Milliyetçi Hareket Partisi'nin (MHP) pazar günü yapılan kurultayında parti yönetimi güven tazeledi. Rakipsiz aday olarak girdiği seçimde genel başkanlığa beşinci kez Devlet Bahçeli seçildi. Rahat çalışamadığı mesai arkadşlarından çoğunu yönetimden uzaklaştırdı Devlet Bahçeli; yerlerine yeni yüzlerin seçilmesini sağladı.

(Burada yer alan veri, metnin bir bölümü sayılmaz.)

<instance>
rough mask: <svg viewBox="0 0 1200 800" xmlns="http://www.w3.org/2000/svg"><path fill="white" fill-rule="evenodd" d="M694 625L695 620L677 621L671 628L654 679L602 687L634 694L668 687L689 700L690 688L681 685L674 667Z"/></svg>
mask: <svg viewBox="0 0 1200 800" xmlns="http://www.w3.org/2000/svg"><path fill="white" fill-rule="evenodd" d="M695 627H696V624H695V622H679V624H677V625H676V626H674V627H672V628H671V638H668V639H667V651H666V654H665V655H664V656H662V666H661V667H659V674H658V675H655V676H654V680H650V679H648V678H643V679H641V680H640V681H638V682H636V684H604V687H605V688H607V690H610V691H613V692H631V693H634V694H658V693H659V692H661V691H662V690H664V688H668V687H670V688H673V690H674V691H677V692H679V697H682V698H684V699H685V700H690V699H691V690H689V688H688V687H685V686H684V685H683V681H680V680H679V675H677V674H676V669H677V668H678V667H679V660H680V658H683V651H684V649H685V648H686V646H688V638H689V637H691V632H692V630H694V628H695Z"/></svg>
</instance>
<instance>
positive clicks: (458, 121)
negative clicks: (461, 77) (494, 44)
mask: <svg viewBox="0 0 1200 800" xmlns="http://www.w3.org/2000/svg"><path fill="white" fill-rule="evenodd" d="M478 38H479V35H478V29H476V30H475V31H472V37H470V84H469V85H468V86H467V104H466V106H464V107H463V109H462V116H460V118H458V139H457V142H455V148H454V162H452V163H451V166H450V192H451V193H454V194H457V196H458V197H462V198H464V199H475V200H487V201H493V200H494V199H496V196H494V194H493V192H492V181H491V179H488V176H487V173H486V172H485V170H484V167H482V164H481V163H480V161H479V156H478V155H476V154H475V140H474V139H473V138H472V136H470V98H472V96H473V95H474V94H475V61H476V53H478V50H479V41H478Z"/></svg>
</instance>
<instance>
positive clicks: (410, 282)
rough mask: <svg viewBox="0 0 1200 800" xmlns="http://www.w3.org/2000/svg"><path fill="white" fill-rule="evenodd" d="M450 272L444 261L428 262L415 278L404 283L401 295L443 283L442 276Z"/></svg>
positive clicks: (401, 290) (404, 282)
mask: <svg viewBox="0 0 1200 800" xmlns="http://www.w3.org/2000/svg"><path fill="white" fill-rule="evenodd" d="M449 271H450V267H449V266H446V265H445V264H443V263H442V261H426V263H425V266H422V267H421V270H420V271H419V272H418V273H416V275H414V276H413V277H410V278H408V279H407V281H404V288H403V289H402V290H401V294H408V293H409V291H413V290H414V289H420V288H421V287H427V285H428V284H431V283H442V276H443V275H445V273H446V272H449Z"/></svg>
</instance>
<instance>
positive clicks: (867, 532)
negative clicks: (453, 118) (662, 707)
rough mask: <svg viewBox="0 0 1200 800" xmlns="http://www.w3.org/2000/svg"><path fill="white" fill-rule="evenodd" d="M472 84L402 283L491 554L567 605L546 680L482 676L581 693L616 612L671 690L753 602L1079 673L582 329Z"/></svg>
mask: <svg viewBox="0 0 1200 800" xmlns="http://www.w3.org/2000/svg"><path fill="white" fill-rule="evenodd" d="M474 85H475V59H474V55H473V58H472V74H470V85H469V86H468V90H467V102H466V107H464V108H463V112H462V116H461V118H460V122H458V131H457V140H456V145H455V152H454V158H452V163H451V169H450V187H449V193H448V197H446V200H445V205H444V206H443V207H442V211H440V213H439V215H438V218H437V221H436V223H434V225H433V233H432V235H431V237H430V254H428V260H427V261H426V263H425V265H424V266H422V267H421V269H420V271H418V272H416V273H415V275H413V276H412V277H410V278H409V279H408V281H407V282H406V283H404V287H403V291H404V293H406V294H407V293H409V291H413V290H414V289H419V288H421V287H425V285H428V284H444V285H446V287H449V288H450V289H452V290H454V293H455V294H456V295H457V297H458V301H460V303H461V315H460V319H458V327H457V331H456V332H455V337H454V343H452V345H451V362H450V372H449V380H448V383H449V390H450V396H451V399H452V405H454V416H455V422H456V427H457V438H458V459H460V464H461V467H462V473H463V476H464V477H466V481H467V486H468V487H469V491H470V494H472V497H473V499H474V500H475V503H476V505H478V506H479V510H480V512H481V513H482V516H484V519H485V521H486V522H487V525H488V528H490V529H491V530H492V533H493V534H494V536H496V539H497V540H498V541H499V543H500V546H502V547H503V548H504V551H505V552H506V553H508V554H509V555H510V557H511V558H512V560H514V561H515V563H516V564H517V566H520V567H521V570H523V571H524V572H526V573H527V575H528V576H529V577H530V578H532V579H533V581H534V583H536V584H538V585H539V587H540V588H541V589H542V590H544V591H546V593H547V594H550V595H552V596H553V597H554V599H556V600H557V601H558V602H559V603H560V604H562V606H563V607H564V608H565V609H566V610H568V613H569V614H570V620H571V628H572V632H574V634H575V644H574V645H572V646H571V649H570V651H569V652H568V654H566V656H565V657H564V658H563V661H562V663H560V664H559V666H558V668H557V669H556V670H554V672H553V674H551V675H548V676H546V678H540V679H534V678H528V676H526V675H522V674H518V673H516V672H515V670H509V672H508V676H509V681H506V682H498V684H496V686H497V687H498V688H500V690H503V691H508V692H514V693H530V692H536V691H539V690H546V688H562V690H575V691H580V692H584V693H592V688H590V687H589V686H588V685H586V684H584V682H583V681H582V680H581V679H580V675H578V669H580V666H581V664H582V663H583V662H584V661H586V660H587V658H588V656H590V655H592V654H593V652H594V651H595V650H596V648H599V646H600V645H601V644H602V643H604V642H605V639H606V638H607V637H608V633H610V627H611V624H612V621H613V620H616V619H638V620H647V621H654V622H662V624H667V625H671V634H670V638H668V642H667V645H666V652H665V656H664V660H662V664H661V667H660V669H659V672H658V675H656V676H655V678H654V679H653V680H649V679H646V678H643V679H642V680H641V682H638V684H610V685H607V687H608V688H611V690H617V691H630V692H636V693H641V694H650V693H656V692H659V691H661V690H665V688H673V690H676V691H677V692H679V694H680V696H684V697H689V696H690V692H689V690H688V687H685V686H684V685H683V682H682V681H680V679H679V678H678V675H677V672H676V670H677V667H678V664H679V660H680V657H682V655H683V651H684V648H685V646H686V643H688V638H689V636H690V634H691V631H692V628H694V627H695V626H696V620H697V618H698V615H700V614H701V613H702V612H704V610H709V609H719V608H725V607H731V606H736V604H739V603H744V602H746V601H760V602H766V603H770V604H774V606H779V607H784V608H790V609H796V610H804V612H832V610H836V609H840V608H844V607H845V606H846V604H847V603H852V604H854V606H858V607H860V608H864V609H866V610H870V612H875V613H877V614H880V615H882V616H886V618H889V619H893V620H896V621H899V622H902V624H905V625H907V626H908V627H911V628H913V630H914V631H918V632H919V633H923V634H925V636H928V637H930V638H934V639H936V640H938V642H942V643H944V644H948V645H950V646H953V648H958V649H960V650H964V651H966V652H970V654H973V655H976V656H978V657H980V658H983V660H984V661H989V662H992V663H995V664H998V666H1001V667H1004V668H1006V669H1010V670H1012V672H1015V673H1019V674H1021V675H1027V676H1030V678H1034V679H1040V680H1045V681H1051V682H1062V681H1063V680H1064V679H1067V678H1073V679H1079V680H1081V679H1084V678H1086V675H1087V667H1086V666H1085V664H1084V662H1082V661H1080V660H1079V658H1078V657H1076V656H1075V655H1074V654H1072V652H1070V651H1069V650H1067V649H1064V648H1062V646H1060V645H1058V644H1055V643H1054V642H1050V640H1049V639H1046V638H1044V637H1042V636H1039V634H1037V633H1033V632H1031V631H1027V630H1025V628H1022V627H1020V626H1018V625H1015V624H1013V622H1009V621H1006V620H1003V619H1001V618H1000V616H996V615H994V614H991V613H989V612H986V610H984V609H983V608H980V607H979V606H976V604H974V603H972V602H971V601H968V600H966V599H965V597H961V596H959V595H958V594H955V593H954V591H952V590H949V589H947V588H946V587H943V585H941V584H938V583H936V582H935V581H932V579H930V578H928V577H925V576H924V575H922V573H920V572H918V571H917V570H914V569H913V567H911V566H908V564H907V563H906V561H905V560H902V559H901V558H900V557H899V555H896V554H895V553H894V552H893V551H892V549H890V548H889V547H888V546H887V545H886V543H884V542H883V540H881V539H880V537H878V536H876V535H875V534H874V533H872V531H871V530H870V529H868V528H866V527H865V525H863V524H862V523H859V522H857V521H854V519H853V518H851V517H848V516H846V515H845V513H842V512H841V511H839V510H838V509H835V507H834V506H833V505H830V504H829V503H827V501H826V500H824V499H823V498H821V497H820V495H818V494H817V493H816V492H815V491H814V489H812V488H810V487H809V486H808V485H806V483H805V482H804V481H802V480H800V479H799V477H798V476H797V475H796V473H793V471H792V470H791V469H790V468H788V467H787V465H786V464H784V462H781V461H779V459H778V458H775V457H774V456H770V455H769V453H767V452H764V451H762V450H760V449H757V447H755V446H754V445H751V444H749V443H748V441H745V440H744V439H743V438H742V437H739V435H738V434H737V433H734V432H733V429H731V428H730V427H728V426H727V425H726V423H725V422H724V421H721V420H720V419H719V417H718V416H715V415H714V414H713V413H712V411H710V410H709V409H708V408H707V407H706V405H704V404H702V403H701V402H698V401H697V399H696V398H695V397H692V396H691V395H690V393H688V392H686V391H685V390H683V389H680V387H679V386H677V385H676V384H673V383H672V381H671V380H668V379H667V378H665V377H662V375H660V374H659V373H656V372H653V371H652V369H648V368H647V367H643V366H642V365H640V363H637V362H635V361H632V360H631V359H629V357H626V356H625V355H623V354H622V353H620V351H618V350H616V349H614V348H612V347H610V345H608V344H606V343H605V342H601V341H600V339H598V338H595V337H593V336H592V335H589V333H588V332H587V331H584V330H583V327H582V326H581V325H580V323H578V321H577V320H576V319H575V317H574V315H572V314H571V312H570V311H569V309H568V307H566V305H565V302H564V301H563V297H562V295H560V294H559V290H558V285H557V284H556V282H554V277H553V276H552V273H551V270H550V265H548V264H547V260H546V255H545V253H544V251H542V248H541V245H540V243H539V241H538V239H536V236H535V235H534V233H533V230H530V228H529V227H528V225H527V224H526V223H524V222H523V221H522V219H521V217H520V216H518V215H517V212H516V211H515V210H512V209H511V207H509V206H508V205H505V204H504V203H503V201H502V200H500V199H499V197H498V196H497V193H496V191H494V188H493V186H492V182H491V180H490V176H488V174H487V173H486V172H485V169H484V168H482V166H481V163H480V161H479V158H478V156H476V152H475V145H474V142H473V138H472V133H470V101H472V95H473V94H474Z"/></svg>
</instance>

Buraya kadar özetlediğimiz, Türkiye'deki herhangi bir partinin kongresinde yaşananların da özeti sayılabilir. Hiçbir parti, kongresinde, genel başkanını değiştiremiyor bu ülkede; kimlerle çalışıp kimlerle çalışmayacağına da delegeler değil genel başkanlar karar veriyor. Kongresinde sürpriz yaşanmadığı için MHP'yi suçlamak aklımızdan bile geçmez.
Yine de, MHP kongresi, gözlemcileri şaşırtacak özelliklere sahipti; üzerinde mutlaka durulmayı gerektiren özellikler...
Her siyasi parti toplumda bir eğilimin karşılığıdır. Son genel seçimde (22 Temmuz 2007) MHP yüzde 14 civarında bir oy alarak Meclis'te kalabalık bir grupla temsil edilmeyi hak etti. Son yerel seçimde (29 Mart 2009) oyunu yüzde 16.5'a çıkartabildiğine göre, MHP, temsil değerini artırabilecek bir potansiyele sahip...
Kırılgan ve pek çok şarta bağlı bir temsil potansiyeli bu; 3 Kasım 2002 seçiminde bugünkü genel başkanı ve onun eliyle seçtiği bir yönetime sahip olan MHP yüzde 10 barajının altında kalarak Meclis'e tek milletvekili bile sokamamıştı. Oysa bir önceki 18 Nisan 1999 genel seçiminde bugünkünden de yüksek (yüzde 18) oy almayı başarmıştı MHP...
Yüzde 9 ilâ yüzde 18 oranları arasında oynayan bir destek tabana sahip olması MHP'nin aslında olağanüstü 'kırılgan' bir siyasi güç olduğuna işaret ediyor. Tabanı kırılgan her parti gibi, MHP de, rakiplerinden daha dikkatli olmak zorunda.
MHP'nin dışa vuran sorunu da bu noktada başlıyor: Toplumun en kolay tavır değiştirebilen bir kesimine hitap ettiği ve bu yüzden politika belirlerken kılı kırk yarması gerektiği halde, riskli bir çizgi izlemeye başladı son zamanlarda MHP: Hükümetin içinde 'açılım' sözcüğü geçen her politik tavrına en şiddetli biçimde karşı çıkıyor. 'Alevi açılımı' konusunda henüz görüş açıklamadı, ama o yönde atılan adımlardan da rahatsızlık duyduğunu öğrenmek hiç şaşırtıcı olmazdı. 'Demokratik açılım' adlı PKK'yı ve terörü sona erdirme politikasına da, Türkiye'yi uluslararası platformlarda yalnızlıktan hızla uzaklaştırmayı amaçlayan 'Ermeni açılımı'na da en keskin eleştiriler MHP yönetiminden geliyor.
Siyasette risk alınır elbette, MHP'nin böylesine 'riskli' görünen konularda eleştirel tavır alması siyaseten anlaşılabilir bir şey; anlaşılmayan, üstlenilen riskin hesaba-kitaba gelmemesi... Ya dünyanın gittiği istikamete uygun adımlarsa hükümetin açılımları; bu sebeple de başarısızlığa uğraması neredeyse imkânsız ise? Böyle bir durumda 'zamanın ruhu'nu kavrayamamak bir siyasi parti için katlanılamaz bir risk haline dönüşebilir.
Bu da MHP'yi 2002'de yaşadığı türden barajın altında kalma başarısızlığının tekerrürüne götürür.
Taban olarak MHP, toplumun dünyaya en az açık, bu sebeple de olan bitenlerden en fazla tedirginlik duyan kesimlerine hitap edi-yor. Ancak o tür kesimler, bugünün dünyasının gerçekleriyle tanışınca öteki bloka geçmekte pek az tereddüt ederler. MHP türü partiler, gelişmeleri olumlu karşılarken zararını görmeye başlayan toplum kesimleriyle kaçışları telâfi edebilirse ayakta kalmayı sürdürürler. Peki ya edemezlerse?